Friday, October 21, 2011

Venerable Plants

My approximately 130 year old farm house includes a Norway spruce that must be close to one hundred. Many old farm houses throughout rural Ohio and Indiana sport venerable old Scots pine, Austrian pine or Norway spruce.

Among the many emotions that we have for our gardens, one that is often present but rarely consciously developed is veneration. We don't usually think about making a plant venerable (bonsai being a conspicuous exception), although there are actually many opportunities. Certainly we can't make a tree ancient, although if we are lucky enough to have old trees we can make their survival a priority. We can also recognize that some plants have growth habits the predispose them for precocious venerability. I recently visited the Morton Arboretum in Chicago and photographed a sixty year old hawthorn. Sixty does not seem like a venerable age for a tree, but hawthorns reach maturity faster than others. Neglected hawthorns can look unsightly. It would be tempting when moving onto a neglected property to remove the overgrown hawthorns, but they may be worth the effort to save and prune for future veneration that may only take ten or twenty additional years. That is a fast track for a venerable tree. 
This sixty year old cockspur hawthorn (Crategus crusgalli inermis) has precocious venerability.

An even faster track can be had with other plants. I once grew an amaryllis for a decade or so. It methodically filled the pot and provided a grove of flower stalks in the spring. Its maturity and relative longevity gave me great satisfaction. It was venerable. Far more impressive examples of venerable potted plants other than bonsai can be seen at the Philadelphia flower show. The display of potted plants is my favorite part of the show. 
A potted plant like this amaryllis can be venerated, in this case after about ten years of cultivation during which it spread to fill a series of ever larger pots.
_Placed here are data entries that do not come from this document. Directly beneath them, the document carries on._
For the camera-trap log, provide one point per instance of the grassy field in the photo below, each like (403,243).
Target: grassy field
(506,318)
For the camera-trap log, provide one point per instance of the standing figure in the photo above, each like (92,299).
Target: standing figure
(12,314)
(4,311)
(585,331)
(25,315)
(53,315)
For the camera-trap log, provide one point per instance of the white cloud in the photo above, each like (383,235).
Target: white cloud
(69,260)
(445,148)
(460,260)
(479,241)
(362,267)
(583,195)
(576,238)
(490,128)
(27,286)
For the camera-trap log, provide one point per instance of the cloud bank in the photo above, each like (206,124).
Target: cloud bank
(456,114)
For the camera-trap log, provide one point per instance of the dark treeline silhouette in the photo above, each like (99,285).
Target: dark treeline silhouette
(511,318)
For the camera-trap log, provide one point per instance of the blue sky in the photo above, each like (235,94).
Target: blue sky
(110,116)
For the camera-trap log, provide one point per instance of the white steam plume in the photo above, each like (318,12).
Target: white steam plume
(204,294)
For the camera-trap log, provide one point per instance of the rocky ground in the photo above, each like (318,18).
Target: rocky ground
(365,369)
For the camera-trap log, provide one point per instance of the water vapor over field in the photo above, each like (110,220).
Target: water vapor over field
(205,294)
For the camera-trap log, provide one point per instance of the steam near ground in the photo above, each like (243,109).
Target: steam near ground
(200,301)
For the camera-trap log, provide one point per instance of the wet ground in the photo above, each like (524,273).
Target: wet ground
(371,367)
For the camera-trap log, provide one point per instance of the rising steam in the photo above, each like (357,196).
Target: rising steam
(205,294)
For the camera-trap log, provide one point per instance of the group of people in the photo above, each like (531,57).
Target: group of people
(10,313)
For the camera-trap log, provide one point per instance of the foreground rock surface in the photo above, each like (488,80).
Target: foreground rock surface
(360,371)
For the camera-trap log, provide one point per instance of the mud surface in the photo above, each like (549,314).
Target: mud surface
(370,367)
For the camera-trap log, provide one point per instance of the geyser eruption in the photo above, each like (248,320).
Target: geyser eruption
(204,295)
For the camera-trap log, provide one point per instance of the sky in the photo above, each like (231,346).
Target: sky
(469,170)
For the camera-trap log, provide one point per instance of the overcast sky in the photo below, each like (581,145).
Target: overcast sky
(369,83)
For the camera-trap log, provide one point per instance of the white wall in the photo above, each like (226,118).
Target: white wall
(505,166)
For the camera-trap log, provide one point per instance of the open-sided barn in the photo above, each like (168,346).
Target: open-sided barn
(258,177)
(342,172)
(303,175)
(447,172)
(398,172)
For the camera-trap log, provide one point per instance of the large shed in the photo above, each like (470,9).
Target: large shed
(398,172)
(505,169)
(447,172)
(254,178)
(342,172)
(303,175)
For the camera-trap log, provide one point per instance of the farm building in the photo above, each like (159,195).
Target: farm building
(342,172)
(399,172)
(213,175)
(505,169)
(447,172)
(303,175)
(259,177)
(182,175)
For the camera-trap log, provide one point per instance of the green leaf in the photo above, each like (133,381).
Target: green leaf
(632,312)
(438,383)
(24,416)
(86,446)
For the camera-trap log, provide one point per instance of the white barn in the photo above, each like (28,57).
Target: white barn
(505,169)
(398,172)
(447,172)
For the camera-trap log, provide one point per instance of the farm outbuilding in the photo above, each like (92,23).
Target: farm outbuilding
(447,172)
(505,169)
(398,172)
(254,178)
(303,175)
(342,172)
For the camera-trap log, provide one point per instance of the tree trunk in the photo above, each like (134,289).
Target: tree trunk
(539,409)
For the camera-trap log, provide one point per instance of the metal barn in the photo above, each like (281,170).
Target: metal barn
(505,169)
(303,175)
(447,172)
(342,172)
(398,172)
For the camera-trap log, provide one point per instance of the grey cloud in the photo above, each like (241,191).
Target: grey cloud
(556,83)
Perhaps the fastest avenue to a venerable status is had by monocarpic plants. I have written about my Cardiocrinum cordatum at least a couple of times. Perhaps I am trying to discover just why I find it so interesting. Since it has to grow for several years before it flowers and dies (leaving offshoots behind), I think of a flowering Cardiocrinum cordatum to be quite venerable when it manages to finally build up the energy to flower. 
A plant that has to accumulate energy over several years in order to finally flower and die induces a sort of veneration when it finally puts up that flower stalk, especially if a gardener has been growing the plant all those years waiting for the big moment. 

There are many ways in which to imbue a plant with venerability, but I will give only one more example. When my mother died I assumed responsibility for her rather substantial Clivia. I have shifted it up a couple of times but really should divide it. I resist the temptation. Somehow as long as it is growing altogether in the same pot it has the venerability of an inherited plant, passed down from one generation to the next. If it was divided it would lose some of its special association as my mother's plant, although I often hear of people who are very proud of plants they propagated from their parents or grandparents gardens. A similar example involves plants with historic associations.  I recently saw a little sapling that seemed to be highly venerated because it was somehow genetically connected with an alleged original Johnny Appleseed tree. As you might guess I didn't share the feeling of veneration in this case, but far be it from me to diminish their pleasure in the association of their tree with the history of Johnny Appleseed. 
An inherited plant like this Clivia comes with a special emotional status. 

Incorporating gardening into my lifestyle gives me a multitude of pleasures. Consciously thinking about aspects of the garden that please me helps to reinforce and focus my satisfaction. Certainly holding something of mine up for veneration is a source of pleasure, and if I can help to develop that object's venerability, all the better.